Any last minute tips are much appreciated!!!

Nice scores! Here is a link to the exam. http://www.predent.org.vt.edu/admissions/dat-sample-test-2009.pdf
Good luck!

 

[MolarBear541]

Nice scores! Here is a link to the exam. http://www.predent.org.vt.edu/admissions/dat-sample-test-2009.pdf
Good luck!

Thanks!!!

 

[MolarBear541]

Also could anyone help me understand this question? The answer is A

 

[Pearl E. White]

Also could anyone help me understand this question? The answer is A

The reaction they are asking about has been reversed and halved in comparison to the equilibrium reaction.
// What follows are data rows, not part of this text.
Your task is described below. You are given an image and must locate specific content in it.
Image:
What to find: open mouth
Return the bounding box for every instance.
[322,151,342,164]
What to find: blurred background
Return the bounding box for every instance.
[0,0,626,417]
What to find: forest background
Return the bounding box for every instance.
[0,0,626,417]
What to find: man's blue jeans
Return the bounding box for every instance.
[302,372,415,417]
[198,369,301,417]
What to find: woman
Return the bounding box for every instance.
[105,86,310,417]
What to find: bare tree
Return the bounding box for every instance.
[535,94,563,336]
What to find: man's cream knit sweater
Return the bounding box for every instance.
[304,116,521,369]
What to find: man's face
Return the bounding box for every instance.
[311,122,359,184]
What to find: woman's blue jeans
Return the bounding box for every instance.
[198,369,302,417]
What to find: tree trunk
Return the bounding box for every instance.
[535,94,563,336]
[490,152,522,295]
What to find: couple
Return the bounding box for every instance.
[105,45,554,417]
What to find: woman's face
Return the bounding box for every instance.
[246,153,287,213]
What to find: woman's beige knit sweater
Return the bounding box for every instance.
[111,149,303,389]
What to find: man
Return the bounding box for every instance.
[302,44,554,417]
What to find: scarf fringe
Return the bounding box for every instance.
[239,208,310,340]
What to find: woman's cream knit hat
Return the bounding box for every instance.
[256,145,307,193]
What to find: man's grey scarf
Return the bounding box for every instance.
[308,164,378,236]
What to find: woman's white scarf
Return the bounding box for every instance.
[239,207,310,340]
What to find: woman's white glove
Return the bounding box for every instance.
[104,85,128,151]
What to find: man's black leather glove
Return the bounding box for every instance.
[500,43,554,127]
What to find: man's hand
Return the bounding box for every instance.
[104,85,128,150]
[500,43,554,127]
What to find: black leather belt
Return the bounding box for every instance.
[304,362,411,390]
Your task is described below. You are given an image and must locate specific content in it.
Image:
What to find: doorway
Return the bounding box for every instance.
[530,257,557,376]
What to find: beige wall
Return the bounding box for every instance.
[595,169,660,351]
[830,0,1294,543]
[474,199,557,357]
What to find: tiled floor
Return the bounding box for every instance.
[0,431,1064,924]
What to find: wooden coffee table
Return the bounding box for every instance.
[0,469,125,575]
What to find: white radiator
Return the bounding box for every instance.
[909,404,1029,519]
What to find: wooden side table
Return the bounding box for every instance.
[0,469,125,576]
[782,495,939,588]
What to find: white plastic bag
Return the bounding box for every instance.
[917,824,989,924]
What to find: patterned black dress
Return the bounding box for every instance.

Therefore K must be inverted (due to the reversal) and raised to the power of 1/2 (since the equilibrium reaction has been reduced by half). Since K was 2 initially, the sum of the changes would be (1/2)^(1/2). I hope that makes sense.

In summary and in broad terms, if you reverse a reaction you invert K. If you multiply or divide a reaction by some factor, you raise K to that factor.

 

[MolarBear541]

The reaction they are asking about has been reversed and halved in comparison to the equilibrium reaction. Therefore K must be inverted (due to the reversal) and raised to the power of 1/2 (since the equilibrium reaction has been reduced by half). Since K was 2 initially, the sum of the changes would be (1/2)^(1/2). I hope that makes sense.

In summary and in broad terms, if you reverse a reaction you invert K. If you multiply or divide a reaction by some factor, you raise K to that factor.

Ohhhh okay that makes sense. Thanks again!